-

The Observer is a Student-run, daily print & online newspaper serving Notre Dame & Saint Mary's. Learn more about us.

-

archive

Subpar writing damages ‘Hollywoodland’

Marty Schroeder | Tuesday, February 6, 2007

“Hollywoodland” is a film that has great potential and wants to be something profound but can’t quite make it to what it wants to be. The film is hampered by a plot that runs amok in too many directions, and the DVD is a typical first release edition that doesn’t have what fans really want. This movie is, in a word, boring. What could have been one of the best films of the year due to star power and storyline in the end couldn’t quite figure itself out.

The film itself is a mystery yarn about the death of Superman actor George Reeves. Reeves is portrayed by Ben Affleck in the best performance of his career. The one redeeming quality of this film is Affleck’s performance, and the fact he did not get nominated for a Best Supporting Actor Oscar is one of the biggest crimes of this year.

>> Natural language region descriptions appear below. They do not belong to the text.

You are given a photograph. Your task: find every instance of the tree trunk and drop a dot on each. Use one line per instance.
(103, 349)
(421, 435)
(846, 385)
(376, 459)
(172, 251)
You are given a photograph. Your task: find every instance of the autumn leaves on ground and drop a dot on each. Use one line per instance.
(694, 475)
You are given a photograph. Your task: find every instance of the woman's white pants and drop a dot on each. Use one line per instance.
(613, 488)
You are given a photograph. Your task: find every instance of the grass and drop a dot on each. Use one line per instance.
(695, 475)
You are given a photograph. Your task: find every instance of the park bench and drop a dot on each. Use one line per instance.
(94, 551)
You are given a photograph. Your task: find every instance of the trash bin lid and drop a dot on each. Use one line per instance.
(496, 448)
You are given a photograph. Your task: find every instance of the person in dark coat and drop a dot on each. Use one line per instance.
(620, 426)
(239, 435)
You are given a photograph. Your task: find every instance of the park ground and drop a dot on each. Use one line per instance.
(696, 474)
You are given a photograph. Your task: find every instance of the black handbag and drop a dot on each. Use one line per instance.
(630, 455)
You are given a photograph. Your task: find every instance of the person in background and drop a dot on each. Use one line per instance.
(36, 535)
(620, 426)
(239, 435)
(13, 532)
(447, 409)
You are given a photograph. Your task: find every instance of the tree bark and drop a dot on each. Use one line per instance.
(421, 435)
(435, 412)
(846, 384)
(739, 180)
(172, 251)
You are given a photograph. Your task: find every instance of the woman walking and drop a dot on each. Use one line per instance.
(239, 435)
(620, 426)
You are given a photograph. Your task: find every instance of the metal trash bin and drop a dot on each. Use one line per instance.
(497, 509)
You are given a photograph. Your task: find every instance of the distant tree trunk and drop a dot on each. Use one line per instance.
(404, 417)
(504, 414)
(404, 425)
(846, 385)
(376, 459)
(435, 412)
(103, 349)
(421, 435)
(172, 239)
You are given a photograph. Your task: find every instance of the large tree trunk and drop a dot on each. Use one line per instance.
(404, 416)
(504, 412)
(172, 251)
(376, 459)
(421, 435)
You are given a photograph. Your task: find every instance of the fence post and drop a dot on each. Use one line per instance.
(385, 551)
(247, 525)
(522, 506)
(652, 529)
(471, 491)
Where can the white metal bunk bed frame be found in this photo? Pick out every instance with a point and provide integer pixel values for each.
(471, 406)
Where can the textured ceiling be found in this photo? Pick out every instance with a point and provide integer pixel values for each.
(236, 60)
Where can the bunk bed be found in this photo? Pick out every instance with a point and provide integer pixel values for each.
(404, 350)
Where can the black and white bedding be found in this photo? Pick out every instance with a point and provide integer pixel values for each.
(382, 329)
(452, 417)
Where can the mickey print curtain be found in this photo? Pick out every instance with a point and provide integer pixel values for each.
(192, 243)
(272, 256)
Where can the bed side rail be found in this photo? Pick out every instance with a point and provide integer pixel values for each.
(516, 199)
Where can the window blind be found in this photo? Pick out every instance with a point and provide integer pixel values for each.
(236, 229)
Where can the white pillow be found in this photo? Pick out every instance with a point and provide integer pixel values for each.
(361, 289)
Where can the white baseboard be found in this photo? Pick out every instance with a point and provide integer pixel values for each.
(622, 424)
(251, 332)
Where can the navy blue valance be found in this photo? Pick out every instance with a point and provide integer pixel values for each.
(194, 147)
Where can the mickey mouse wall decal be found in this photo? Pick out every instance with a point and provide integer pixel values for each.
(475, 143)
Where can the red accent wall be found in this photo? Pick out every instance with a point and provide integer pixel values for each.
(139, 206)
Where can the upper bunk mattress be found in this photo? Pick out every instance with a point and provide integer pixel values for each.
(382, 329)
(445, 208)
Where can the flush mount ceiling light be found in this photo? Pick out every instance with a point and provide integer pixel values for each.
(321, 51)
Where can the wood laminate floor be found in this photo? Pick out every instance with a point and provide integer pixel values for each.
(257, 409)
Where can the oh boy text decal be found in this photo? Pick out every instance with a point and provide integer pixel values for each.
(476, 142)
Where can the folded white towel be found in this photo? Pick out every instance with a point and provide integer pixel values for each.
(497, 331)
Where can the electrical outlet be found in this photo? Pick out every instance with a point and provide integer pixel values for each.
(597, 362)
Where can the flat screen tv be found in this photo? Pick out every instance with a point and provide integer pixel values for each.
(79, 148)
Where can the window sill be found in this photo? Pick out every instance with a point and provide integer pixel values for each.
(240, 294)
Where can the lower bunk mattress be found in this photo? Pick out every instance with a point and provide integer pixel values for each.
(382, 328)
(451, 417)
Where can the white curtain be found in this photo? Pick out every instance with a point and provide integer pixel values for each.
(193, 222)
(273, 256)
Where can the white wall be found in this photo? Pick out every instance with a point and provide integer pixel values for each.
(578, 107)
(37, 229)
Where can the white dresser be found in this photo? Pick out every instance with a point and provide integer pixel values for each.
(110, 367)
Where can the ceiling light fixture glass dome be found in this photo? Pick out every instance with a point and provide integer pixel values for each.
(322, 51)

The rest of the performances, however, are merely mediocre. Adrien Brody plays the detective Louis Simo and Diane Lane is Toni Mannix, the wife of Hollywood executive Eddie Mannix. Eddie is played by the always-great Bob Hoskins whose lack of screen time is the only reason he isn’t remembered in this film. Otherwise, he could have put in a grisly and tough performance and made the film better for it. Body and Lane are agreeable and decent but these are certainly not the best performances of their career. Brody in “The Pianist” or even “King Kong” is better than this one.

The DVD has a commentary by director Allen Coulter that is informative but not all that exciting. Fans of the film will appreciate the observations but otherwise, nothing special. One of the featurettes, entitled “Recreating Old Hollywood,” is probably the best extra on the disc. For all of the plots lack of coherence, the art direction was top notch. Southern California in the glory days of Hollywood was faithfully created and allowed the audience to immerse themselves in the gaudy hotel rooms and elegant parties. There are a few deleted scenes that do little to bring order to the convoluted plot. The final cut drags so much that anymore screen time would only be annoying and unwanted.

Overall, this is a DVD for the true fans of the movie. The film itself isn’t very good so anyone who hasn’t seen it should watch it before buying it. For those who are ambivalent toward the movie but want to own it should wait for a collector’s or special edition with at least two discs of extras because the time period this takes place in is a gold mine for documentaries and stories that might flesh out the film and make it better or at least more understandable. Then again, if this DVD doesn’t sell well, the possibility of a collector’s edition may be slim.

With gangster films such as “The Departed,” which was directed by Martin Scorsese and “Smokin’ Aces,” which didn’t take itself seriously at all, “Hollywoodland” feels like a lumbering bear that is too self-interested in itself to have any fun or know where it should go. Compared to Jack Nicholson (Frank Costello in “The Departed), Adrien Brody seems bored out of his mind. At the end of the day, the performances were good (Affleck’s being great) and the art direction was good. The culprit was the script and the writer, Paul Bernbaum, hamstringed this film from the get go. With a better script, “Hollywoodland” could have been the film it wanted to be.